Here’s a brief look at what’s promising and fresh about the SIF—which hopes to accelerate widespread adoption of approaches that demonstrate greater impact than the status quo. To do so, it will test whether funding intermediaries and a focus on measurement of results together deliver better results.
While federal funding for “intermediaries” is controversial, my experience working in two of them over 18 years is that, done right, they can be powerful engines of positive change. These oddly-named entities put the pieces together and connect the dots. We support and aggregate the impact of multiple organizations to make a compelling case for change, and stick with it over time, helping build a healthy nonprofit sector that delivers results (for more on this topic see a great report here).
Funders are often reluctant to sustain intermediaries, viewing them as “overhead”—but the SIF, having the vision to see how intermediaries can expedite and facilitate change, has taken the risk to support us. Our challenge is to prove worthy by adding value.
At REDF, we know what a heavy lift we have ahead with our plans to help nonprofits create businesses to employ people with major barriers across the State of California, and create a model that can be even more widely replicated. But there are few examples of real progress in this area, and the evidence shows that we’re on to something that works. This is the big chance to demonstrate it, and prove it can be done cost effectively.
How will the SIF help? Federal support offers financial resources, greater credibility, and help facilitating policy change. SIF-funded groups will learn from one another.
Some critics also dismiss the SIF’s unprecedented focus on measurement and evaluation as “business as usual” and “not innovation” because subgrantees have to demonstrate a track record. I disagree because the focus on measurement (1) lays down a direct challenge to the kind of patronage that still influences expenditure of public resources; and (2) gives us a lever—objective data—that disruptive innovators can use to get a seat at the table with philanthropy, business, and government. For more on this topic see these blog posts.

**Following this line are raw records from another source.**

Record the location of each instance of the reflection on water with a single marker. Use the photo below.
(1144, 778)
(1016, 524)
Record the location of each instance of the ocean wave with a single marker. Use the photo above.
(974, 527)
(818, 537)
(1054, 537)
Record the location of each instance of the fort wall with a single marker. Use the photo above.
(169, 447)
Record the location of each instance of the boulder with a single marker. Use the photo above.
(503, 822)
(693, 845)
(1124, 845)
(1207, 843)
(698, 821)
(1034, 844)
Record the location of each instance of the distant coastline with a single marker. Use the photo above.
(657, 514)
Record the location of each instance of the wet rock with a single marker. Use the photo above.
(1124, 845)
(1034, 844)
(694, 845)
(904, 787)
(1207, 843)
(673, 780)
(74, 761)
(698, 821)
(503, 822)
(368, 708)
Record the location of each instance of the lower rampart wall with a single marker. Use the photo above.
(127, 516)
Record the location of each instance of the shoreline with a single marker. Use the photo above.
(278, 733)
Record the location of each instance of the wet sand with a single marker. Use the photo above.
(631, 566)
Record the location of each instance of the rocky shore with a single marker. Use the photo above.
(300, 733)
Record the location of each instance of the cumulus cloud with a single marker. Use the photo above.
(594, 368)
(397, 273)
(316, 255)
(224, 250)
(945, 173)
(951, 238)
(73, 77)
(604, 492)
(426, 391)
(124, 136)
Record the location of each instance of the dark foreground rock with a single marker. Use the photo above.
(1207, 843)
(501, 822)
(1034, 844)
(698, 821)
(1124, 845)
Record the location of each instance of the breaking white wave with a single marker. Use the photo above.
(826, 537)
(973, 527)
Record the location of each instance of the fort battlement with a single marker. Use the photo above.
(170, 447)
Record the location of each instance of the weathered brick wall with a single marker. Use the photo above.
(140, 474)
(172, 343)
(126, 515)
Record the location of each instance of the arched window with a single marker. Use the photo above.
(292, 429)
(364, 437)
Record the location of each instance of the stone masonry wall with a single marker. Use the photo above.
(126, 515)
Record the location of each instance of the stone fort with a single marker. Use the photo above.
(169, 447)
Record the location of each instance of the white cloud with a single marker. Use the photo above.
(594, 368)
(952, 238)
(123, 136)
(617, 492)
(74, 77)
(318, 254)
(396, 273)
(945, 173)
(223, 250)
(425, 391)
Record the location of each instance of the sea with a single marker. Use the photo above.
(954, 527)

With no public resources to spare now, and even less in the future, now is the time to make sure the public knows what results our investments achieve. What is success for REDF and the first “class” of SIF grantees?
- Results! (documented, quantified, well-described, powerful, positive) for people in communities—at a reasonable cost.
- New knowledge and clarity about what works.
- A greater willingness by public and private funders to throw down with those groups that adopt proven practices, measure results, and constantly improve based on what they learn.